The single highest expense at almost every single college and university in this country is compensation-related costs. Contrary to most thinking, staff at these institutions are paid very, very well. Look at the University of Pennsylvania where a surgeon at the School of Medicine was compensated $8.4 million, the President was paid $3.3 million, the Dean of the School of Medicine was paid $2.6 million, the Vice Dean was paid $2.1 million, the Provost was paid over $1 million, and dozens and dozens more who were compensated between $300,000 to more than $2 million in 2015.
Or look at Wake Forest in 2016, where the President was compensated $4.2 million, the football coach $1.8 million, the basketball coach, $1.7 million, and the Director of Athletics $1.1 million. These are not outliers, The point is this: look at any IRS Form 990 of any college or university and the compensation packages are shocking. The question to ask is: should these people (and it’s not just a few in most cases) receive such high compensation packages?
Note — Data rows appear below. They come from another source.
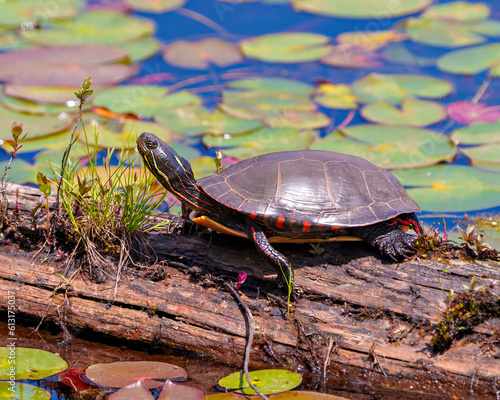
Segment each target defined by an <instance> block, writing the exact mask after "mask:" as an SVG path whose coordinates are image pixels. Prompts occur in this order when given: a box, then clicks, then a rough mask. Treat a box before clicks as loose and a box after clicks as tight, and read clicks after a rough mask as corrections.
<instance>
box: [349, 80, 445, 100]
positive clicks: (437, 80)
mask: <svg viewBox="0 0 500 400" xmlns="http://www.w3.org/2000/svg"><path fill="white" fill-rule="evenodd" d="M452 89H453V87H452V85H451V84H450V83H449V82H447V81H444V80H441V79H437V78H433V77H430V76H424V75H401V74H395V75H382V74H376V73H372V74H370V75H368V76H365V77H364V78H362V79H360V80H358V81H356V82H354V84H353V85H352V90H353V92H354V94H355V95H356V96H358V97H360V98H361V99H362V100H364V101H366V102H369V103H370V102H374V101H377V100H386V101H388V102H389V103H392V104H400V103H401V102H402V101H403V99H404V98H406V97H413V96H419V97H426V98H431V99H439V98H442V97H444V96H446V95H448V94H450V93H451V91H452Z"/></svg>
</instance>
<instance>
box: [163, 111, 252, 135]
mask: <svg viewBox="0 0 500 400" xmlns="http://www.w3.org/2000/svg"><path fill="white" fill-rule="evenodd" d="M154 118H155V120H156V121H158V122H159V123H161V124H163V125H165V126H168V127H169V128H170V129H172V130H174V131H176V132H180V133H183V134H185V135H199V134H202V133H211V134H214V135H223V134H239V133H244V132H248V131H251V130H253V129H256V128H258V127H260V126H261V125H262V124H261V121H260V120H259V119H249V120H243V119H239V118H234V117H232V116H230V115H227V114H226V113H224V112H222V111H220V110H215V111H214V112H209V111H208V110H206V109H204V108H202V107H199V106H195V107H177V108H169V109H164V110H162V111H161V112H158V113H156V114H155V117H154Z"/></svg>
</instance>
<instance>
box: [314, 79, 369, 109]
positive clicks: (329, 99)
mask: <svg viewBox="0 0 500 400" xmlns="http://www.w3.org/2000/svg"><path fill="white" fill-rule="evenodd" d="M314 100H315V101H316V102H317V103H319V104H321V105H322V106H323V107H328V108H335V109H344V110H349V109H355V108H358V101H359V98H358V97H357V96H355V95H354V93H353V92H352V89H351V87H350V86H349V85H342V84H338V85H335V84H333V83H324V84H322V85H319V86H318V89H317V90H316V94H315V95H314Z"/></svg>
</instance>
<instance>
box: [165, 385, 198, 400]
mask: <svg viewBox="0 0 500 400" xmlns="http://www.w3.org/2000/svg"><path fill="white" fill-rule="evenodd" d="M175 399H182V400H204V399H205V396H204V395H203V392H202V391H201V390H198V389H195V388H192V387H189V386H184V385H176V384H175V383H173V382H171V381H166V382H165V384H164V385H163V388H162V390H161V393H160V395H159V396H158V400H175Z"/></svg>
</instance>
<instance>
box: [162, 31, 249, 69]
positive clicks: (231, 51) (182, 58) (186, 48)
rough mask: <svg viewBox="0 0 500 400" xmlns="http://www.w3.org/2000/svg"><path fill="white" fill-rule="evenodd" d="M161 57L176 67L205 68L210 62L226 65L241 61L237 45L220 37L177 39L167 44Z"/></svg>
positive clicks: (219, 65)
mask: <svg viewBox="0 0 500 400" xmlns="http://www.w3.org/2000/svg"><path fill="white" fill-rule="evenodd" d="M163 59H164V60H165V61H166V62H167V63H169V64H171V65H175V66H176V67H180V68H191V69H207V68H208V67H209V66H210V63H212V64H215V65H218V66H219V67H227V66H229V65H232V64H236V63H239V62H241V61H243V56H242V54H241V52H240V50H239V48H238V46H236V45H234V44H232V43H229V42H226V41H224V40H222V39H217V38H208V39H203V40H200V41H198V42H188V41H185V40H179V41H177V42H174V43H172V44H171V45H169V46H167V47H166V48H165V50H164V51H163Z"/></svg>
Full pay tuition rarely covers all the expenses of an education institution because a large portion of expenses rests in the area of scholarships. Look at Wake Forest (where tuition, room, and board is approximately $70,000 annually) who reported the following information n 2016:
$482 million: Total Revenue ($391 million or 81% came from program services including tuition, room, and board while $72 million or 15% came from gifts and grants and $8 million or 2% was from investment income and the sale of securities).
$447 million: Total Expenses (not including $31 million in depreciation) of which $106 million was for grants – general tuition scholarships.
$1.1 billion: The balance in the endowment, of which $284 million was restricted.
In essence, full-pay students subsidize the scholarships; the more scholarships that are awarded, the higher the expenses. However, look at the 990 of many institutions and reviewers will see that they also rely on investment income from their endowment (which ironically seems to grow every single year because most colleges and universities do, in fact make money every year).
To solve this problem, the whole system needs to be changed. Borrowers need to be prudent in their decisions and held accountable for money they borrow; colleges and universities need to look at their own expenses and stop relying on the full pay students to pay high tuition costs to cover the extraordinary high expenses (including compensation and scholarships awarded). And, finally when the whole system is breaking down, judges shouldn’t be asking lawyers to work for free to make up for the actions of others. They wouldn’t work free, why should anyone else?